Improvements to bushland reserves and raising awareness about sustainability are among projects being carried out by Council’s environment team, which are heavily reflected in a recent community survey, according to Mitchell Shire Mayor Rhonda Sanderson.
The Community Environment Survey is undertaken every four years to help council guide and develop its environmental projects and programs.
The survey asked participants questions such as what they valued most about Mitchell’s natural environment and what were the most important environmental issues.
Survey results indicated the community values parks and open spaces, with more than 90 per cent having visited a bushland reserve in Mitchell in the past year.

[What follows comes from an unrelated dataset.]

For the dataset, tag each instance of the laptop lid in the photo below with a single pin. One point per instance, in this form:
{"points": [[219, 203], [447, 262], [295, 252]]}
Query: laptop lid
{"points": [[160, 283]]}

This backs up the work council has been doing to manage and enhance parks and reserves, such as large government-funded improvements at the Broadford Common and Monument Hill Reserve in Kilmore.
Raising community awareness of environment and sustainability was rated by survey participants as a high priority, which was reflected in a recent permaculture book launch at Seymour Library attended by 110 people.
Meanwhile, the survey revealed 83 per cent of respondents control their own weeds — something council does extensively. Last financial year, council controlled declared noxious and environmental weeds in 39 reserves and along 574km of roadsides.
Mayor Sanderson said the environment was very important to both council and the community.
‘‘Mitchell’s natural environment is one of our greatest assets and the results from this survey reaffirm just how much the environment means to our community,’’ Cr Sanderson said.
‘‘The results will help us better understand the environmental and sustainability activities being undertaken by our community, as well as the challenges they may face in undertaking these activities.